Culture of data collection during User Research to create an AI Dataset

Published in

11 min readNov 27

There are many debates and solutions on how to store the results of UX research. However you solve this problem, the modern world introduces us with new challenges. Namely, research results in modern companies are part of a common knowledge base of the company. This knowledge base should be able to provide answers to the manager’s questions quickly, ideally without the involvement of a human intermediary. This dictates new requirements for processing and storing responses from questionnaires, customer complaints, insights from interviews, usability metrics, and so on. This article does not pretend to be exhaustive or even instructional. Rather, it serves as an example of solutions to some problems and the process of solving typical problems. In short, I wanted to create a language model-based chatbot or even AGI with easy access to all user experience data.

Preparation of data

You may find yourself in one of two situations. Either your reality is that you have a huge amount of disparate research artifacts, such as interview results, quotes from technical support complaints, and reports from external agencies. Or you have very little data, and you’re working not with “the data you need” but with “the data you somehow managed to collect.”

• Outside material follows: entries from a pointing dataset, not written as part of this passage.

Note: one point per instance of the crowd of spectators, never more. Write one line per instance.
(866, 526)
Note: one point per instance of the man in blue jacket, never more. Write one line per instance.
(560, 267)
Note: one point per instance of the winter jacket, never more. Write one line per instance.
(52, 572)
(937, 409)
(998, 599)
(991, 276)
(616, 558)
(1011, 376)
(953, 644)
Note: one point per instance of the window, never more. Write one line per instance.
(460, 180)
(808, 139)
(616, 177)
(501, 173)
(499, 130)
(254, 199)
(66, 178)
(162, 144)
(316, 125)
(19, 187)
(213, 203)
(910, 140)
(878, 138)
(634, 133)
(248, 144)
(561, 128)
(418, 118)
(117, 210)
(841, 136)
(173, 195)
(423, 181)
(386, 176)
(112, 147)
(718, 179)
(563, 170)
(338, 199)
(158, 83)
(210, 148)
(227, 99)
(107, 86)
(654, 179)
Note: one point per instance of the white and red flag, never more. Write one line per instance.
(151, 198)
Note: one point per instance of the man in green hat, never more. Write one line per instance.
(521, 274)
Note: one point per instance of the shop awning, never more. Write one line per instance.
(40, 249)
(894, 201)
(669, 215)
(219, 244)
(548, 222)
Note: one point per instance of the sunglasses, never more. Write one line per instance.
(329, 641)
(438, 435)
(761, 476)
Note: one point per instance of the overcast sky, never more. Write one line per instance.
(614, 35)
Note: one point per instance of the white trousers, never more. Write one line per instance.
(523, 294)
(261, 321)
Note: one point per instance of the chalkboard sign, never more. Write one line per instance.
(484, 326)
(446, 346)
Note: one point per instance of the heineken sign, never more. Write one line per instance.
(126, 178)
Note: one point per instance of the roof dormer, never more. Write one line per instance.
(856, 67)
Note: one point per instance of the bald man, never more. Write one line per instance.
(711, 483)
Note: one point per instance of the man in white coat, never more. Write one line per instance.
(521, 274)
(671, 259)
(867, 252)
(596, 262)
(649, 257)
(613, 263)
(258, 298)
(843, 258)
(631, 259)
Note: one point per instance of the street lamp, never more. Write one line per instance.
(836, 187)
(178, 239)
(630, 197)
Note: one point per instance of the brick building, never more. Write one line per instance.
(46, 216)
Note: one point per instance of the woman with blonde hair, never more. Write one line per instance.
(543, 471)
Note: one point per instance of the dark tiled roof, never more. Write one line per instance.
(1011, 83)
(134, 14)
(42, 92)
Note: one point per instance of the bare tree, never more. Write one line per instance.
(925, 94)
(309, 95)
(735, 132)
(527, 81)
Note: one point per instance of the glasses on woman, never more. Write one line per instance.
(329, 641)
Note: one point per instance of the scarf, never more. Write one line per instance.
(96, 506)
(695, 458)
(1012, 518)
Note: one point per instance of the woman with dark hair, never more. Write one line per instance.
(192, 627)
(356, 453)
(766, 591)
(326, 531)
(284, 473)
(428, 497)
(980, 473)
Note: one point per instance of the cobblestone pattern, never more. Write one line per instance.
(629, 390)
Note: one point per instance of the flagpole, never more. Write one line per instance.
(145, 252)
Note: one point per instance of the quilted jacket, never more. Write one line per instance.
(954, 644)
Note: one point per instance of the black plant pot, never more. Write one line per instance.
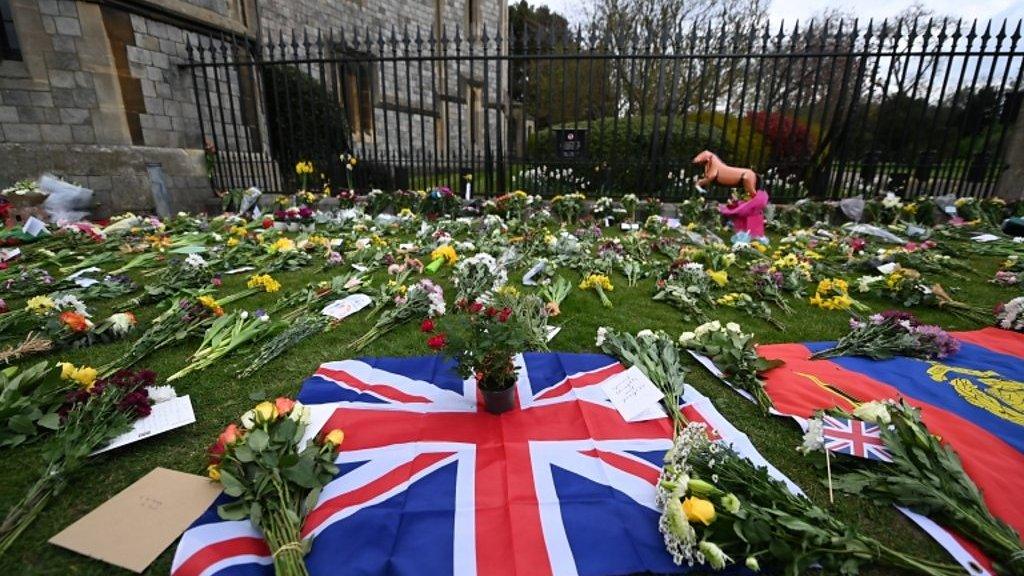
(497, 402)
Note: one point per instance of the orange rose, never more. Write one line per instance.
(229, 436)
(74, 321)
(284, 405)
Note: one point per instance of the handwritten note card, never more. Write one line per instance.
(634, 396)
(165, 416)
(339, 310)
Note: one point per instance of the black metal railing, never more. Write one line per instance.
(830, 109)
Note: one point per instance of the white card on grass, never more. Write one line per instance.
(34, 227)
(165, 416)
(632, 394)
(339, 310)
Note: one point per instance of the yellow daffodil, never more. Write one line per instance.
(265, 282)
(40, 304)
(718, 277)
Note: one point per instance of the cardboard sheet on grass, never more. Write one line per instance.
(974, 400)
(432, 484)
(132, 529)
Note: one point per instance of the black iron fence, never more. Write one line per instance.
(832, 109)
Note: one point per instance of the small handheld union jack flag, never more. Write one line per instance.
(855, 438)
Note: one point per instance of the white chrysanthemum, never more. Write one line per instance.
(162, 394)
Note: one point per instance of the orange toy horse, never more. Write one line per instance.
(719, 172)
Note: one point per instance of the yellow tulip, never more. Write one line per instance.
(265, 412)
(698, 509)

We’ll leave the GDPR-type rules for processing and storing personal data out of this article. But be aware of the requirements for handling personal data in the countries where you work.

Important idea: if you don’t have a specialist in your team preparing all the data, you don’t have machine learning.

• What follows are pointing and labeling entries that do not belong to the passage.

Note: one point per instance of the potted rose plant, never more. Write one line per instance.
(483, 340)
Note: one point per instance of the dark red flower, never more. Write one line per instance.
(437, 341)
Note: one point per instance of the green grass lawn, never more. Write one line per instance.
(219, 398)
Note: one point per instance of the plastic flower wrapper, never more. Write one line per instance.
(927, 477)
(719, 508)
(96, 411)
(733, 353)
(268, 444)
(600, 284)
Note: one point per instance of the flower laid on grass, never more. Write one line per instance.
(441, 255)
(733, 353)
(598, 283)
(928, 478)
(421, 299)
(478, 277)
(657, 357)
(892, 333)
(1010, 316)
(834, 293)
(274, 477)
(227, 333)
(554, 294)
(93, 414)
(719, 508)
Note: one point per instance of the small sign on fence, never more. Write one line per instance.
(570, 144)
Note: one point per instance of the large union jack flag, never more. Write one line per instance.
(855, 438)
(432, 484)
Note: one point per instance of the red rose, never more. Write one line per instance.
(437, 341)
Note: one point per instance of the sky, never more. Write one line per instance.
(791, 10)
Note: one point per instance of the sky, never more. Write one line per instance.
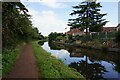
(52, 15)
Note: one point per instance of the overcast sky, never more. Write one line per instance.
(52, 15)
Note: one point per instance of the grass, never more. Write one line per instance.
(50, 67)
(9, 57)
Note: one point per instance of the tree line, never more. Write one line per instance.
(16, 25)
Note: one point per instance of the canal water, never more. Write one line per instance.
(92, 64)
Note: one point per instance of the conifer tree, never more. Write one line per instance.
(88, 16)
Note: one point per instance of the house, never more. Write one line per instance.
(118, 27)
(109, 29)
(75, 31)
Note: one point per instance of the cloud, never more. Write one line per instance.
(52, 4)
(111, 25)
(47, 22)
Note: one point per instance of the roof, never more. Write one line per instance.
(76, 30)
(109, 29)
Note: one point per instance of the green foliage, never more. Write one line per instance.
(55, 36)
(16, 25)
(8, 59)
(117, 36)
(50, 67)
(88, 16)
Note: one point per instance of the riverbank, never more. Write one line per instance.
(9, 57)
(94, 47)
(50, 67)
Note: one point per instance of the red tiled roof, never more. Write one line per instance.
(109, 29)
(76, 30)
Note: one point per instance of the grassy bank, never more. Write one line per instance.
(50, 67)
(9, 57)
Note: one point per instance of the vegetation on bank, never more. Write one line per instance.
(50, 67)
(9, 57)
(17, 28)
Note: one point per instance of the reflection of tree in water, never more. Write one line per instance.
(91, 71)
(55, 46)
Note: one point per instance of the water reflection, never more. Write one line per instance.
(92, 64)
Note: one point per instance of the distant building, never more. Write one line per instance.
(118, 27)
(75, 32)
(109, 29)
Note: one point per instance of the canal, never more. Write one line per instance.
(92, 64)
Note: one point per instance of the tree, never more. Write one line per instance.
(117, 37)
(88, 16)
(16, 24)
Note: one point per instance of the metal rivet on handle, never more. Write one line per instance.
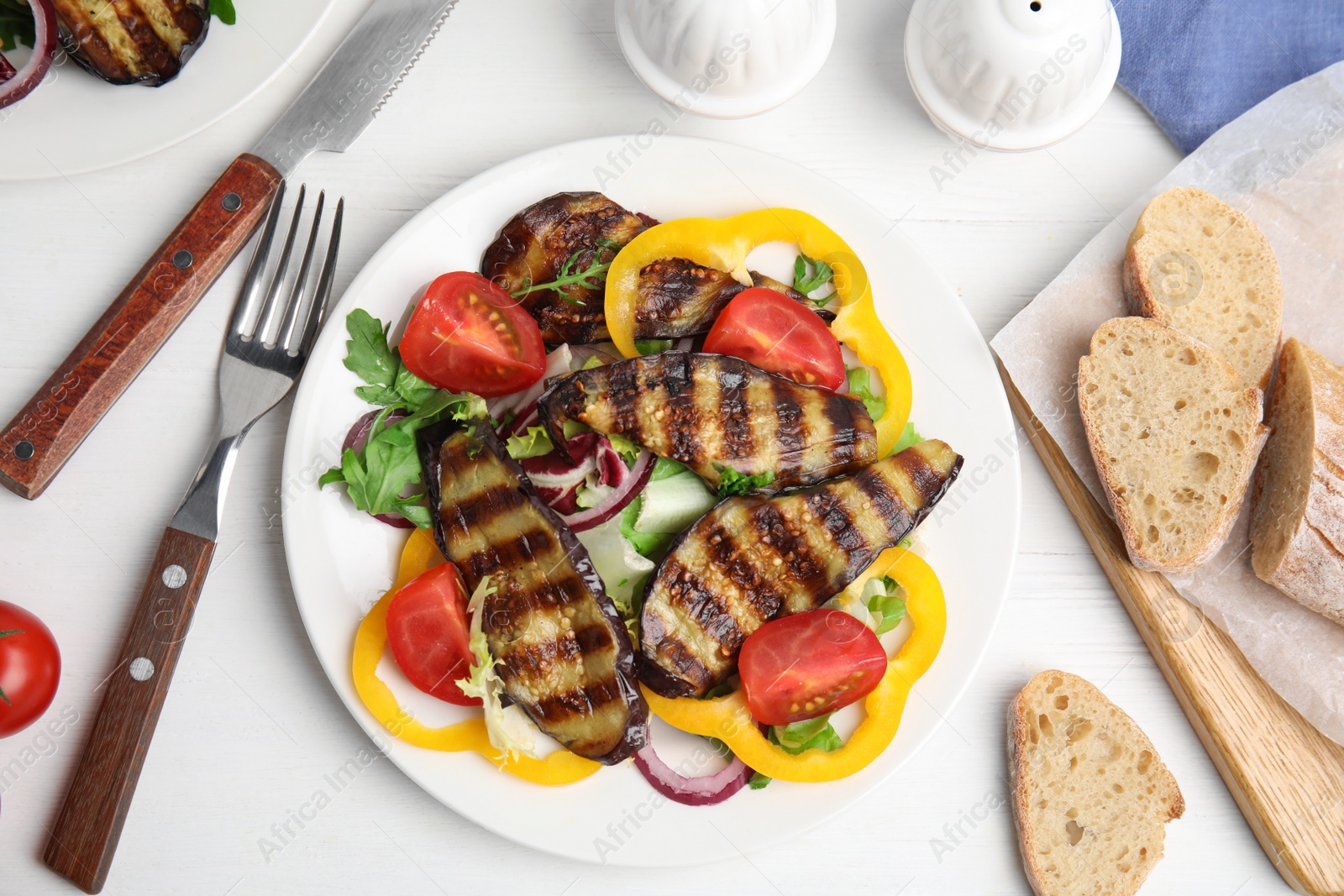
(175, 577)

There is no point in training an ML model on poor quality data, it is better to have UX experts review it. So if you are not sure about the quality of the insights, it is better not to add them to the dataset. And if you are sure about the quality of the insights, then break them down into jobs/pains/gains.

Let’s say you’ve conducted SUS, CSI, SUPR-Q surveys for your company and competitors. So, you have the following results:

2022
+--------+-------------+--------------+--------------+
| Metric | Our product | Competitor 1 | Competitor 2 |
+--------+-------------+--------------+--------------+
| SUS    |          67 |           35 |           84 |
| CSI    |           4 |            3 |            4 |
| SUPR-Q |          75 |           47 |           73 |
+--------+-------------+--------------+--------------+

2023
+--------+-------------+--------------+--------------+
| Metric | Our product | Competitor 1 | Competitor 2 |
+--------+-------------+--------------+--------------+
| SUS    |          71 |            - |           64 |
| CSI    |           - |            - |            4 |
| SUPR-Q |          64 |           53 |           85 |
+--------+-------------+--------------+--------------+

Missing values can significantly reduce prediction accuracy, so this problem is prioritized. From a machine learning perspective, estimated or approximated values are more “accurate” to the algorithm than just missing values. Even if you don’t have a value, there are ways to better “guess” the missing value or work around this problem.

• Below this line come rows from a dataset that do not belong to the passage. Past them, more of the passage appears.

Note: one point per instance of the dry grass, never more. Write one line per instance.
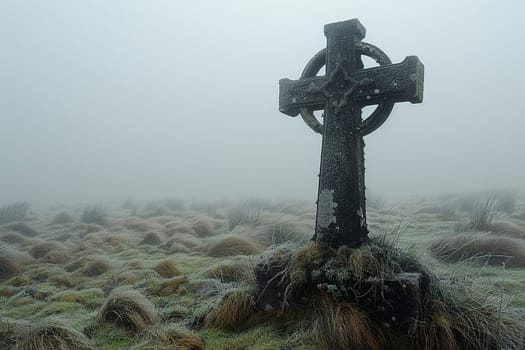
(235, 308)
(494, 250)
(134, 264)
(231, 245)
(203, 227)
(13, 238)
(239, 271)
(282, 230)
(42, 249)
(96, 266)
(152, 238)
(188, 241)
(62, 218)
(13, 212)
(456, 317)
(167, 268)
(344, 326)
(168, 287)
(53, 334)
(8, 267)
(128, 309)
(170, 337)
(94, 215)
(22, 228)
(12, 262)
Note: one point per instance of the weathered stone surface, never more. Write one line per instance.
(342, 93)
(271, 281)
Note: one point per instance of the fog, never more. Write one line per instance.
(108, 100)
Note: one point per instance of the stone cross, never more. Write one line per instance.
(342, 92)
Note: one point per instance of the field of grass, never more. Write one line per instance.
(179, 275)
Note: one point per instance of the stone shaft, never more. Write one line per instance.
(342, 92)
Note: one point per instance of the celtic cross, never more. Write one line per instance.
(346, 88)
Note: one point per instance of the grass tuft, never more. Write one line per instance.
(94, 215)
(235, 308)
(96, 267)
(167, 269)
(13, 212)
(128, 309)
(53, 334)
(231, 245)
(343, 326)
(22, 228)
(494, 250)
(170, 337)
(203, 227)
(152, 238)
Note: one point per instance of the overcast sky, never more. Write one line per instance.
(105, 100)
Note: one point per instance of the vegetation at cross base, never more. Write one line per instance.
(174, 274)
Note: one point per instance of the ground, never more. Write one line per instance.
(188, 262)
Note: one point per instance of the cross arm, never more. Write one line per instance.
(401, 82)
(301, 93)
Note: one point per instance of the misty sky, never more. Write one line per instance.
(108, 100)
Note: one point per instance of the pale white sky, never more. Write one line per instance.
(114, 99)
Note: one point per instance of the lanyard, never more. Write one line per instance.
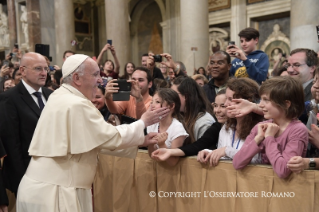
(232, 144)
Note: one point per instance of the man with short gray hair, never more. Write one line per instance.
(69, 134)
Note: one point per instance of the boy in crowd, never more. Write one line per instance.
(249, 62)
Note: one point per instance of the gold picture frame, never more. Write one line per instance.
(215, 5)
(254, 1)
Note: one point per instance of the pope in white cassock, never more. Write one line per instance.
(68, 136)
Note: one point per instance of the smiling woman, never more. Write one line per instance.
(283, 135)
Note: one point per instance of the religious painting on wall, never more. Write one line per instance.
(214, 5)
(82, 25)
(254, 1)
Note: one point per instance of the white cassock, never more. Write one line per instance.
(64, 148)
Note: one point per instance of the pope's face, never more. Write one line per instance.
(91, 79)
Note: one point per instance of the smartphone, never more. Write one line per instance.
(231, 43)
(5, 63)
(51, 68)
(124, 91)
(157, 58)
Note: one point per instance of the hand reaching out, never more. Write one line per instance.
(111, 88)
(234, 51)
(243, 107)
(314, 135)
(297, 164)
(260, 133)
(201, 156)
(161, 138)
(214, 156)
(271, 130)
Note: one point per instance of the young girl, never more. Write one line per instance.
(128, 71)
(195, 107)
(233, 134)
(208, 140)
(176, 133)
(283, 135)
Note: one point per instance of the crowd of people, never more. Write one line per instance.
(227, 110)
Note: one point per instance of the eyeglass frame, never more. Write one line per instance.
(37, 69)
(292, 65)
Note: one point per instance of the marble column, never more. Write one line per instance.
(100, 4)
(117, 29)
(64, 28)
(194, 33)
(12, 22)
(238, 19)
(34, 26)
(304, 17)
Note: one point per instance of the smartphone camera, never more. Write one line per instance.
(231, 44)
(157, 58)
(51, 68)
(123, 93)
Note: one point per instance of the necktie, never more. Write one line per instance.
(39, 97)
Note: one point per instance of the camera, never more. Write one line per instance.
(51, 68)
(157, 58)
(231, 43)
(124, 91)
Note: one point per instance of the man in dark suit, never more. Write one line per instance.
(301, 66)
(20, 109)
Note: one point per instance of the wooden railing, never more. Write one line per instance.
(142, 184)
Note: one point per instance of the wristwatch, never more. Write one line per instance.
(312, 164)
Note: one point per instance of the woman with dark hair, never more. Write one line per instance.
(99, 102)
(236, 129)
(195, 107)
(128, 71)
(16, 76)
(109, 70)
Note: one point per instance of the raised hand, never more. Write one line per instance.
(161, 154)
(154, 116)
(201, 156)
(260, 133)
(271, 130)
(297, 164)
(214, 156)
(314, 135)
(161, 138)
(243, 107)
(111, 88)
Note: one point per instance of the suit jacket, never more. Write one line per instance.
(307, 92)
(19, 115)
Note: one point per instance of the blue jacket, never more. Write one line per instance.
(255, 67)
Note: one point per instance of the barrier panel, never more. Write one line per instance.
(127, 185)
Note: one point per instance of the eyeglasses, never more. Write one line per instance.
(292, 65)
(39, 68)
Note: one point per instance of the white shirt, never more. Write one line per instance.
(31, 91)
(174, 130)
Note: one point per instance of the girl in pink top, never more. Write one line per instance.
(283, 135)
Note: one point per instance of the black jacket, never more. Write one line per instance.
(19, 115)
(208, 141)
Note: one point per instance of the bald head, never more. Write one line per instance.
(33, 68)
(30, 57)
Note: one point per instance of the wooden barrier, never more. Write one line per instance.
(123, 185)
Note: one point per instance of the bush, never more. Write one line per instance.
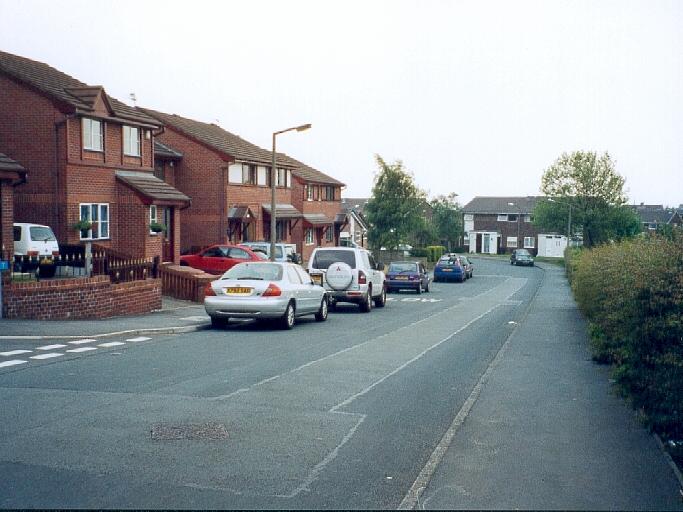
(434, 252)
(632, 296)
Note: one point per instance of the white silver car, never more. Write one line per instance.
(268, 290)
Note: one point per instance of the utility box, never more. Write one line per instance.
(551, 245)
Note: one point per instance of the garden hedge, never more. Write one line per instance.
(632, 295)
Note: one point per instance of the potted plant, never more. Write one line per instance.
(155, 227)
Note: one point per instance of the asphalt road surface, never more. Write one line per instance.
(339, 414)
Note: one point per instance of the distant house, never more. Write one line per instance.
(90, 157)
(357, 228)
(500, 224)
(652, 216)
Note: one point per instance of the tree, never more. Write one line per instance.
(591, 187)
(395, 209)
(447, 220)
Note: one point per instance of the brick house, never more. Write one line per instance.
(228, 179)
(318, 198)
(91, 158)
(12, 173)
(500, 224)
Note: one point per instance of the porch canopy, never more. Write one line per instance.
(152, 190)
(282, 211)
(242, 213)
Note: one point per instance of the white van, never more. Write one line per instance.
(35, 246)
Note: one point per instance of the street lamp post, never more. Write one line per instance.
(273, 177)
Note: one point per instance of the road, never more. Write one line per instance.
(340, 414)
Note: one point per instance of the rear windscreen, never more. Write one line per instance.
(324, 259)
(42, 233)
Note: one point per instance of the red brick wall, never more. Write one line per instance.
(93, 297)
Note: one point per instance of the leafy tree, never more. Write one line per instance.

Replacing missing values with dummy values, e.g. n/a for categorical values or 0 for numeric values.
Replacing missing numeric values with average values.
In the case of categorical values, the most commonly used elements can be used.

For a more practical example, let’s take a typical task in an Oracle database. If there is a Y value in the table in column X, it needs to be updated, otherwise it needs to be inserted. The column is not a key, so ON DUPLICATE KEY will not work here. Solution::

UPDATE table
SET column = X
WHERE column = Y

Usually, the answers to these types of tasks are easily found in the documentation.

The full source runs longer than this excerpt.